FINANCIAL YEAR 1980-81
Instructions for deduction of tax at source during financial year 1980-81 from interest on securities at the rate specified in Part III of First Schedule to Finance (No. 2) Bill, 1980
DRAFT CIRCULAR REFERRED TO IN INSTRUCTIONS
|Rate of||Rate of|
|I.||In the case of a person other than a company :|
|(i)||where the person is resident in India on income by way of interest payable on any security (excluding interest payable on a tax-free security)||10 per cent||Nil|
|(ii)||where the person is not resident in India—|
|(a)||on interest on securities(excluding interest payable a on tax-free security)||income-tax at 30 per cent and surcharge at 3 per cent of the amount of the interest,|
|income-tax and surcharge on income-tax in respect of the interest at the rates prescribed in Sub-Paragraph I of Paragraph A of Part III of the First Schedule to the Finance Act, 1981, if such interest income had been the total income, whichever is higher|
|(b)||on interest payable on a tax-free security||15 per cent||1.5 per cent|
|II.||In the case of a company—|
|(i)||where the company is a domestic company on interest on securities (excluding interest payable on a tax-free security)||21.5 per cent||1.5 per cent|
|(ii)||where the company is not a domestic company—|
|(a)||on interest payable on a tax-free security||44 per cent||3.3 per cent|
|(b)||on interest on other securities||70 per cent||5.25 per cent|
(1) Exemption or abatement certificates issued before April 1, 1980 authorising deduction of tax at a particular rate expressed as percentage of the amount of interest should be accepted and acted upon, if operative for the financial year ending on March 31, 1981.
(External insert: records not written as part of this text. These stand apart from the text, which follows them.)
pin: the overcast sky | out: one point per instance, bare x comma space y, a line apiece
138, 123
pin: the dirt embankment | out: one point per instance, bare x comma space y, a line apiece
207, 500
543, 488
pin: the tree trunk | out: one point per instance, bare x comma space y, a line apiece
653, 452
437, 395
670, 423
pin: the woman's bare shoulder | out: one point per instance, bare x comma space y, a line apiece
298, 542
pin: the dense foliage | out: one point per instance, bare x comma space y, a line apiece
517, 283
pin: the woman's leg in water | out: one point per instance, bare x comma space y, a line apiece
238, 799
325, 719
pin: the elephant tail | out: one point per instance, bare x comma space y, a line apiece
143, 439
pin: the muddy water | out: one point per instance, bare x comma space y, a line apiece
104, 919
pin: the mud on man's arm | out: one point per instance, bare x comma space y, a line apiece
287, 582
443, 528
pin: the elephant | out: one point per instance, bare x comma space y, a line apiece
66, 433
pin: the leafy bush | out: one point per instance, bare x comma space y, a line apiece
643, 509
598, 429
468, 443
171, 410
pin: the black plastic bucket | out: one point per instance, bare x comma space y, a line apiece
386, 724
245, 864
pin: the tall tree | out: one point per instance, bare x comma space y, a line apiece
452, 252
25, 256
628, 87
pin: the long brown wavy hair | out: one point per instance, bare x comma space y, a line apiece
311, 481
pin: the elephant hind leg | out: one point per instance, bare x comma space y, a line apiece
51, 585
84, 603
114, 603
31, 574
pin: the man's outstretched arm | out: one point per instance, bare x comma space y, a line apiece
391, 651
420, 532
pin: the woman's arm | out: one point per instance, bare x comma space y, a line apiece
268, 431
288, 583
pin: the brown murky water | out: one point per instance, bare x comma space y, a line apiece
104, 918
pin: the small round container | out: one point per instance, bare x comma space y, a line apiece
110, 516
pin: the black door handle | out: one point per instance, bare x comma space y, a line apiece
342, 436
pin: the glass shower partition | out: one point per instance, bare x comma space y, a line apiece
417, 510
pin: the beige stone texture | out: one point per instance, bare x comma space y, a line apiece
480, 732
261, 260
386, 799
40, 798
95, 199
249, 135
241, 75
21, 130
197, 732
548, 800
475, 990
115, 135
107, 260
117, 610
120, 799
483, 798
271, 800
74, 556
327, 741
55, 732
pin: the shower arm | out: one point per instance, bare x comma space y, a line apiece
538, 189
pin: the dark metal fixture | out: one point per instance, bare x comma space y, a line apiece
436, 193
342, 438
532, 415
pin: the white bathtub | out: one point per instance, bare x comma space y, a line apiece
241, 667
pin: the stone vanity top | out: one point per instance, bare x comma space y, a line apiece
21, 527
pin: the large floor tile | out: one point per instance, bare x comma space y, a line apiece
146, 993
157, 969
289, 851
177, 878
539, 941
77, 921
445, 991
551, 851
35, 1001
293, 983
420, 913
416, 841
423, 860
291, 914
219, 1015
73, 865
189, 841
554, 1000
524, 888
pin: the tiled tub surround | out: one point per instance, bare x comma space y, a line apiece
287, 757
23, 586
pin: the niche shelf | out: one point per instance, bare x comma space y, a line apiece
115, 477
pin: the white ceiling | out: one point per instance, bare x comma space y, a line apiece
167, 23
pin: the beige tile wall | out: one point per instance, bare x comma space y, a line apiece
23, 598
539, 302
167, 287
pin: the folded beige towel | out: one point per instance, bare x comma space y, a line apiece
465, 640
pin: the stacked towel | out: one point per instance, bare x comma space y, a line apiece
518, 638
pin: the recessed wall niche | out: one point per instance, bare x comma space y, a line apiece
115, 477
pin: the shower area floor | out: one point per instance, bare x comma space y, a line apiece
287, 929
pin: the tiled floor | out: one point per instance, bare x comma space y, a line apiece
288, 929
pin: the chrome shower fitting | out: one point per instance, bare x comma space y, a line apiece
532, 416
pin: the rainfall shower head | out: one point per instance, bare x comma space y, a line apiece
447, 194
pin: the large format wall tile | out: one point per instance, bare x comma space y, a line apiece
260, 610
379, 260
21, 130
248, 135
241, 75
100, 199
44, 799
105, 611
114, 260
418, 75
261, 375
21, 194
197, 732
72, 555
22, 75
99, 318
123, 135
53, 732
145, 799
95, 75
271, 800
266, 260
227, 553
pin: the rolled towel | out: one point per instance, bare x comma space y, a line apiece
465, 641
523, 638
(2) Where a certificate is issued by the Income-tax Officer on or after April 1, 1980 authorising deduction of tax at a specified rate in respect of any person, income-tax should be deducted at the rates specified therein.
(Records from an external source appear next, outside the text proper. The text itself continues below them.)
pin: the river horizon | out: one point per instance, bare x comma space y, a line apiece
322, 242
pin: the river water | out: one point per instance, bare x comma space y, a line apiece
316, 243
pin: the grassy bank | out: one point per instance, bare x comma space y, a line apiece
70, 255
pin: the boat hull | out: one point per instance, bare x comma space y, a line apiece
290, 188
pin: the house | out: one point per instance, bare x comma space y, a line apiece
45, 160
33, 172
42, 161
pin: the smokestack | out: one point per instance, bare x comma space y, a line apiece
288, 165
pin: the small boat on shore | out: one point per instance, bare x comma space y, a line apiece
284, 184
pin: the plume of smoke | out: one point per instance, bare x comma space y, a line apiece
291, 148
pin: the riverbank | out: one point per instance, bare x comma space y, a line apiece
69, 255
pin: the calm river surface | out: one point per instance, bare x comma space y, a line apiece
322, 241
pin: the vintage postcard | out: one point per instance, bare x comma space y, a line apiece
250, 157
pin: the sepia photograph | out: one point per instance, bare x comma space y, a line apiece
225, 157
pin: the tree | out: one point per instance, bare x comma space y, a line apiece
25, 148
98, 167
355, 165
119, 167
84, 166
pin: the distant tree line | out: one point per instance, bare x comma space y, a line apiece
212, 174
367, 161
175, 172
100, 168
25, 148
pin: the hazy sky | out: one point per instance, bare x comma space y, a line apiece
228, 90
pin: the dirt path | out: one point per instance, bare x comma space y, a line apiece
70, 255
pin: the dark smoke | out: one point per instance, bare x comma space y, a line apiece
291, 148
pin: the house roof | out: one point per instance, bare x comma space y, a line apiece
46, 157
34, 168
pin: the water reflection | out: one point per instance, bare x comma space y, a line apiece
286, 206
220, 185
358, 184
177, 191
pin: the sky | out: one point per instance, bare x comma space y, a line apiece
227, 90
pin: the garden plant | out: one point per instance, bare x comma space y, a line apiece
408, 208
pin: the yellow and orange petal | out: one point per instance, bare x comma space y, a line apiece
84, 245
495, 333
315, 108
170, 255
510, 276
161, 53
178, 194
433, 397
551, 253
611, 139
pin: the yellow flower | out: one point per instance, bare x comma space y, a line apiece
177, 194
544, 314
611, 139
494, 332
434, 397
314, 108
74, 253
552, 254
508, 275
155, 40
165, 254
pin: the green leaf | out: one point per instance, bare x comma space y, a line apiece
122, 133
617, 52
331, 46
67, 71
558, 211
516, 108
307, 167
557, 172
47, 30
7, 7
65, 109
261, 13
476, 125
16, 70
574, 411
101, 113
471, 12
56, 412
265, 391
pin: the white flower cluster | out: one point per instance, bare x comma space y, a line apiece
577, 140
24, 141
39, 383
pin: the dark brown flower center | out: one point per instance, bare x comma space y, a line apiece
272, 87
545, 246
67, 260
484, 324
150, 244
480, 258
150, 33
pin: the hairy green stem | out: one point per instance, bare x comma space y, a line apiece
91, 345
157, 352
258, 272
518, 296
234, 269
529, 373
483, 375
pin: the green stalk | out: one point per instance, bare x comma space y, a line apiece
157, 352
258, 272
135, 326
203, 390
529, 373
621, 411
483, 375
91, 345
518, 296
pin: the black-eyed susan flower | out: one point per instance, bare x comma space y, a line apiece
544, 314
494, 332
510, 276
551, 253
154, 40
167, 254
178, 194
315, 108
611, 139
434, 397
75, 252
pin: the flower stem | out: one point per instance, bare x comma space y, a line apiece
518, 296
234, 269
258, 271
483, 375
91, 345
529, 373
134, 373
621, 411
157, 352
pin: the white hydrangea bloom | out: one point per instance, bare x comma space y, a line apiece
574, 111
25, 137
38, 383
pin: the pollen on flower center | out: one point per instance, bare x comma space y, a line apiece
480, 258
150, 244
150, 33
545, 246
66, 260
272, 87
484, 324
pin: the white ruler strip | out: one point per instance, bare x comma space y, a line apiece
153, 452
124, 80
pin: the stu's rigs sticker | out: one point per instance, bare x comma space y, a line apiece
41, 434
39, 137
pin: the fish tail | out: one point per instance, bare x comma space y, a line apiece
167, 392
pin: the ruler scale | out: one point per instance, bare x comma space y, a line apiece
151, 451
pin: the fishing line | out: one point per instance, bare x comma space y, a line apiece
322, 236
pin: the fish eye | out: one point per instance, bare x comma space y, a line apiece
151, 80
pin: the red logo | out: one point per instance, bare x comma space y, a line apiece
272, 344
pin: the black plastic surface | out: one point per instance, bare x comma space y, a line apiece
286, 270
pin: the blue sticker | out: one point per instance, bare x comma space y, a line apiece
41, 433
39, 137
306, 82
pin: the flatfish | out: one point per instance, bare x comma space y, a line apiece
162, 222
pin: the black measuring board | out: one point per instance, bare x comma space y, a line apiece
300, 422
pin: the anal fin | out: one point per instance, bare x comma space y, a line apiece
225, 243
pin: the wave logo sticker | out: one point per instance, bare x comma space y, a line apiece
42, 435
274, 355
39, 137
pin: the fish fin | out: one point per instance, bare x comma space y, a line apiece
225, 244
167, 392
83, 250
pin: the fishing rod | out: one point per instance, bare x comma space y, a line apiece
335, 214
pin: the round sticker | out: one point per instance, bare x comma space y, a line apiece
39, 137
(3) No tax should be deducted in cases in which, from a certificate issued by the Income-tax Officer or otherwise, you are satisfied that the payee is a person exempt from income-tax under sections 10 to 15 of the Act.
(4) No tax should be deducted from any interest payable on 7 per cent Gold Bonds, 1980 where any such Bonds are held by a resident individual and in the case of the aforesaid Gold Bonds where the holder thereof makes a declaration in writing before the person responsible for making the payment that the total nominal value of 7 per cent Gold Bonds, 1980 held by him (including such Bonds, if any, held on his behalf by any other person) did not in either case exceed Rs. 10,000 at any time during the period to which the interest relates.
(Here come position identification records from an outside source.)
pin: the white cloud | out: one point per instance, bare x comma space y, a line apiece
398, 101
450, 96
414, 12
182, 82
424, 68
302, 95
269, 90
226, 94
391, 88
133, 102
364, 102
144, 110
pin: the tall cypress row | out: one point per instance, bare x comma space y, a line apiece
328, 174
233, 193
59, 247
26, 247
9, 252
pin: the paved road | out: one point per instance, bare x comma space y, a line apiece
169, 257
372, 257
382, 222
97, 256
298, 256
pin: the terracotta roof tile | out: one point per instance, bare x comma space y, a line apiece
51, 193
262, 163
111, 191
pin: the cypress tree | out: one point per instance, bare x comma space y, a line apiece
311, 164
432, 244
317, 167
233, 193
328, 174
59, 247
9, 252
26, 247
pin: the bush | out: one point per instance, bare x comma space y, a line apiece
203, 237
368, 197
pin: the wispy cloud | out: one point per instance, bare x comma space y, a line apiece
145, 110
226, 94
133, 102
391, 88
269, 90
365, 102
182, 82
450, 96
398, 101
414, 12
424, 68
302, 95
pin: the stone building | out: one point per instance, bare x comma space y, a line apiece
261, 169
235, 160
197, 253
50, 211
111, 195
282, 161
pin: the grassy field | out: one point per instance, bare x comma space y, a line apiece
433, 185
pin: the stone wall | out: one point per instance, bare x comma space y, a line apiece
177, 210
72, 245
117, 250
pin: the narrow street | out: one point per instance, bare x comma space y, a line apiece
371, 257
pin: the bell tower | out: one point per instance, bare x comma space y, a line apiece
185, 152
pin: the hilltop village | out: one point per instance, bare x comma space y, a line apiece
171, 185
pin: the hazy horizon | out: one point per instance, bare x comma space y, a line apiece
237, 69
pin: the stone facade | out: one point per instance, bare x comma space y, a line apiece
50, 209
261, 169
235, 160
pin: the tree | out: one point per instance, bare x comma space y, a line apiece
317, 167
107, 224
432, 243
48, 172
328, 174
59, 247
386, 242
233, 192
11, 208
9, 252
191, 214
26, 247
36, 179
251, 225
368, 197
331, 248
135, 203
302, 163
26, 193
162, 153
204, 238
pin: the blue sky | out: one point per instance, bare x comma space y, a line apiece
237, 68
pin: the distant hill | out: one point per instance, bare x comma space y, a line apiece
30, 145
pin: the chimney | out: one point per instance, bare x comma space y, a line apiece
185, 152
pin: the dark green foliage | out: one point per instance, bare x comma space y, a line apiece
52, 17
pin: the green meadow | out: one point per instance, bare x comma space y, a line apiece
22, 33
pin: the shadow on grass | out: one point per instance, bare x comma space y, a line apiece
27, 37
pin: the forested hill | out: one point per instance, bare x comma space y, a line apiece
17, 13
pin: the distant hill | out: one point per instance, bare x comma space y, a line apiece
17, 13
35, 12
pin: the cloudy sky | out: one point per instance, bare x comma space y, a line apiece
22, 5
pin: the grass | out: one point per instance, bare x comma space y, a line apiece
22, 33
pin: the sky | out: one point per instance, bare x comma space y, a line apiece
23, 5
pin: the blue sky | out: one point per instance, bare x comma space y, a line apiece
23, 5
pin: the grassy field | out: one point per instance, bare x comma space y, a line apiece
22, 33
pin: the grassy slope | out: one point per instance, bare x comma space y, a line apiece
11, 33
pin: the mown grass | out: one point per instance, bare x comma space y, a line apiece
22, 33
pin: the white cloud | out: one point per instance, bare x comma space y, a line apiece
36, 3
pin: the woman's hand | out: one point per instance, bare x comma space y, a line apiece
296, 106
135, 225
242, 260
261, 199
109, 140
(5) No tax should be deducted from interest payable on National Savings Certificates (First Issue) including National Savings Certificates (First Issue) Bank Series or 7-year National Savings Certificates (IV Issue).
(6) No tax should be deducted from any interest payable on National Development Bonds.
(7) No tax should be deducted from any interest payable on any other security of the Central or State Government where the security is held by a resident individual, and the holder makes a declaration in writing before the person responsible for making the payment to the effect that—
(a) he has not previously been assessed under the 1961 Act or under the 1922 Act ;
(b) his total income of previous year in which the interest is due is not likely to exceed the minimum amount not chargeable to income-tax; and
(c) the total nominal value of the securities held by him (including such securities, if any, are held on his behalf by any other person) did not exceed Rs. 2,500 at any time during the said previous year.
(8) No tax should be deducted from any sum payable in respect of any securities owned by a corporation established by or under a Central Act which under any law for the time being in force is exempt from income-tax on its income.
(9) Under section 288B fractions of one rupee contained in the amount of tax will have to be rounded off to the nearest rupee by ignoring amounts less than fifty paise and increasing amounts of fifty paise or more to one rupee. Hence, the amount of tax to be deducted at source should be rounded off to the nearest rupee in accordance with the aforesaid provisions of the Act.
(10) In the case of doubt, the Income-tax Officer should be consulted before making the deduction from interest on Government securities. It may be added that the above enunciated list of securities on which no tax shall be deducted is not exhaustive but is only illustrative.